We made it to the path in Balboa Park by way of the zoo's parking lot. Because it was Wednesday, there were few people around whom we had to navigate. We rode past the fountain, past museums, and past bright flowers, the smell of which rode the wind to my nostrils, causing me to breathe deeper and smile at the air itself. As we pedaled our way over the Laurel Street Bridge, I delighted in the sensation of gliding by pedestrians, moving fast enough to keep a steady breeze on my face but slowly enough to appreciate the patches of color -- blue sky, green grass, yellow daffodils, and pink cherry blossoms, the palette of spring.

I insisted, by waving one arm wildly, that David ride behind me as we embarked on the most treacherous part of our journey, Sixth Avenue. No bike lane, a few blind spots, and, in my experience, many distracted drivers -- it was the perfect formula for my demise. David had mastered the skill of looking over his shoulder while riding; he would be able to warn me if I needed to move one way or the other.

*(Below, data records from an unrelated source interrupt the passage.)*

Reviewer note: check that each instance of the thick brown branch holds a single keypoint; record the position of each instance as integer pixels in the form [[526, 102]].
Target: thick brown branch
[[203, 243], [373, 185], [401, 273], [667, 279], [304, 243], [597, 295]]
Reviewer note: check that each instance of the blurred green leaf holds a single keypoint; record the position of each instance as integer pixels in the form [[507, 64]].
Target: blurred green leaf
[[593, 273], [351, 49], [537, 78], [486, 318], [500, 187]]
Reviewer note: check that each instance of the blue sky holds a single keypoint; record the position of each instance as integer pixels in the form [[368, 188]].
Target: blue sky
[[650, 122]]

To my surprise and relief, we made it home without incident (if you don't count the old friend I ran into who did, in fact, see my questionable outfit).

"See? That wasn't so bad," David said. I was busy cursing at the stupid cable he had handed me to lock up my bike. It just wasn't cooperating.

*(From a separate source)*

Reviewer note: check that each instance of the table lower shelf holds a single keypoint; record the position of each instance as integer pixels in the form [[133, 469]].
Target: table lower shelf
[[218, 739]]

"This lock is fucking annoying," I snapped. But then I finally wrangled it in to place, stood up to face my optimistic biker buddy, and took a deep breath. "No, it wasn't so bad," I said. "A little scary at times, but I bet I'll get the hang of it in time for Europe." David was all dimples and smiles. He reached for my hand and held it in his as we traveled up the elevator and down the hall until I needed it back to unlock our door.